Doubts over expansion microscopy removed
Image: Expanded human cell with microtubules (blue) and a pair of centrioles (yellow-red) in the middle (left), with detailed structure of two expanded centrioles. [Zwettler/Uni Würzburg]
Researchers from Germany and Switzerland have used ultrastructural expansion microscopy to image Chlamydomonas centrioles, proving that this super-resolution microscopy method is reliable,
Expansion microscopy, can be used to visualise structures, with subdiffraction-resolution, using optical microscopy.
Here, immunolabeled samples are physically expanded using a swellable polymer, physically separating the anchored markers.
However, researchers have suggested that the expansion of the polymer does not proceed uniformly, leaving distortions in the enlarged sample.

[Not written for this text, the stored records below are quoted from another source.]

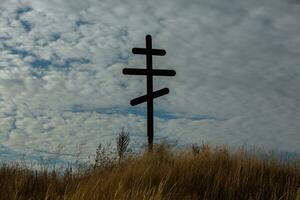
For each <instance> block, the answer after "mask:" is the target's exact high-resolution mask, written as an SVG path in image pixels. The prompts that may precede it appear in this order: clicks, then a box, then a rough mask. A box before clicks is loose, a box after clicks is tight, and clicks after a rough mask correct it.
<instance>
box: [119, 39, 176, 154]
mask: <svg viewBox="0 0 300 200" xmlns="http://www.w3.org/2000/svg"><path fill="white" fill-rule="evenodd" d="M132 53H133V54H141V55H146V69H138V68H124V69H123V74H125V75H145V76H146V77H147V82H146V84H147V85H146V86H147V94H146V95H144V96H141V97H138V98H135V99H133V100H131V101H130V104H131V105H132V106H135V105H138V104H140V103H143V102H147V136H148V145H149V146H148V147H149V151H152V148H153V99H154V98H157V97H160V96H163V95H165V94H168V93H169V89H168V88H164V89H161V90H158V91H155V92H153V76H175V74H176V72H175V71H174V70H165V69H152V68H153V67H152V56H153V55H156V56H164V55H166V51H165V50H164V49H152V38H151V35H147V36H146V48H133V49H132Z"/></svg>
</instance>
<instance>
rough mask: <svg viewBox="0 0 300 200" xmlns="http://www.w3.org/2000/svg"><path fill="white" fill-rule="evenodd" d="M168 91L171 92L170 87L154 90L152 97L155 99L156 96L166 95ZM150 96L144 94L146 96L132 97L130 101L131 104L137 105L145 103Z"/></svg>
mask: <svg viewBox="0 0 300 200" xmlns="http://www.w3.org/2000/svg"><path fill="white" fill-rule="evenodd" d="M168 93H169V88H163V89H161V90H157V91H155V92H153V93H152V95H150V98H152V99H154V98H157V97H160V96H163V95H166V94H168ZM148 98H149V96H148V95H144V96H140V97H138V98H135V99H132V100H131V101H130V105H132V106H135V105H138V104H140V103H144V102H146V101H147V100H148Z"/></svg>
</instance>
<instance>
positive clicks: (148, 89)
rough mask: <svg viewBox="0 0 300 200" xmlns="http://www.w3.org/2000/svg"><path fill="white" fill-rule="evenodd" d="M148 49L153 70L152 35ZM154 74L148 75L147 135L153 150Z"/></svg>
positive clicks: (148, 43)
mask: <svg viewBox="0 0 300 200" xmlns="http://www.w3.org/2000/svg"><path fill="white" fill-rule="evenodd" d="M146 49H147V55H146V60H147V66H146V67H147V71H148V72H151V71H152V54H151V50H152V38H151V36H150V35H147V36H146ZM152 93H153V76H152V75H150V76H149V75H148V76H147V97H148V98H147V136H148V144H149V146H148V148H149V151H150V152H151V151H152V149H153V127H154V121H153V97H152Z"/></svg>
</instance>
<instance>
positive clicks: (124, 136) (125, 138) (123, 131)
mask: <svg viewBox="0 0 300 200" xmlns="http://www.w3.org/2000/svg"><path fill="white" fill-rule="evenodd" d="M129 141H130V136H129V132H125V131H124V129H122V131H121V132H120V133H119V135H118V137H117V151H118V157H119V162H120V161H121V159H122V158H123V157H124V155H125V153H126V151H127V148H128V144H129Z"/></svg>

To assess the reliability of the method, Dr Markus Sauer at the Biocenter of Julius-Maximilians-Universität Würzburg and colleagues from Geneva and Lausanne, expanded immunolabelled centrioles, using established expansion microscopy protocols.
While characterising these protocols, they discovered that avoiding chemical fixation of isolated protein complexes and also using low concentrations of formaldehyde and acrylamide improved the structural integrity of expanded samples, preserving ultrastructural detail.

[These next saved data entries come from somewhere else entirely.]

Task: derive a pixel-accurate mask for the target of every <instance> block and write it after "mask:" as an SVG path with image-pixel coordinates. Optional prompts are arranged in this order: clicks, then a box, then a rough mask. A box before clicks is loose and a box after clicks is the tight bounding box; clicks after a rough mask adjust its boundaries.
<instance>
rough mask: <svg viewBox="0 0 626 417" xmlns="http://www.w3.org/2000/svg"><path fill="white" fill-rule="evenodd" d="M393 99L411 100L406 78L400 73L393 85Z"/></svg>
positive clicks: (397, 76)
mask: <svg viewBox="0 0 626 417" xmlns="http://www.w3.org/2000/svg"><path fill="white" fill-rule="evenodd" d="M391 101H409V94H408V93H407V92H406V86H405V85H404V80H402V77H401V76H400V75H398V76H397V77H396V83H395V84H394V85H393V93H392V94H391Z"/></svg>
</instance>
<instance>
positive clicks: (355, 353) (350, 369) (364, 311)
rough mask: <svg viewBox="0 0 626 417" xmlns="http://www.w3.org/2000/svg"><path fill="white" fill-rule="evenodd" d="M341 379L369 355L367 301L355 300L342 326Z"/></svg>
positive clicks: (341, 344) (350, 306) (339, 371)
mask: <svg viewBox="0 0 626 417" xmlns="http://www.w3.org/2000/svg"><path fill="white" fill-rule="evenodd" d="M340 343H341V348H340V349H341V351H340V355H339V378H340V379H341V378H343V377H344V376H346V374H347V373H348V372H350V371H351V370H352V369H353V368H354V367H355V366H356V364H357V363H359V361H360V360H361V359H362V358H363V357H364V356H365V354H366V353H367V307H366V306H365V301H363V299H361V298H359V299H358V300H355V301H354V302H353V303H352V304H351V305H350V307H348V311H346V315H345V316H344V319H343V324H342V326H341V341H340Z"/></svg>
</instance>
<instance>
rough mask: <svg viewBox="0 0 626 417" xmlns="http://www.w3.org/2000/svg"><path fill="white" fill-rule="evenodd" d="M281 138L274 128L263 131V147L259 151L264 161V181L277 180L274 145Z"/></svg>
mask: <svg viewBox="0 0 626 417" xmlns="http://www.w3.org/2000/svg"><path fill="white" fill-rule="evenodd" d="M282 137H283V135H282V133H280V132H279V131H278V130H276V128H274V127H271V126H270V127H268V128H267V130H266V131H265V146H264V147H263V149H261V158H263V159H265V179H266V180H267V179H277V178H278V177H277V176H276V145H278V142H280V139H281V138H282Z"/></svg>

Using this new approach - ultrastructural expansion microscopy (U-ExM) - Sauer and colleagues could clearly observe the ninefold symmetry of the centriole.
"We found that the ninefold symmetry was clearly visible and the centriolar roundness was best preserved with U-ExM compared with the results of other ExM protocols," highlights Sauer. "The polymer expands uniformly in all spatial directions by a factor of four... and compared to electron micrographs, U-ExM works reliably and even preserves the chirality of the microtubule triplets that make up the centrioles."
Tests on other cells were successful, and by coupling U-ExM with stimulated emission depletion (STED) imaging, the researchers observed the chirality of the centriole.
"With U-ExM, we can really depict ultrastructural details," says Sauer. "We are convinced that in the near future U-ExM will be combined with single-molecule localization microscopy to enable fluorescence imaging of molecular details with unsurpassed spatial resolution."
Research is published in Nature Methods.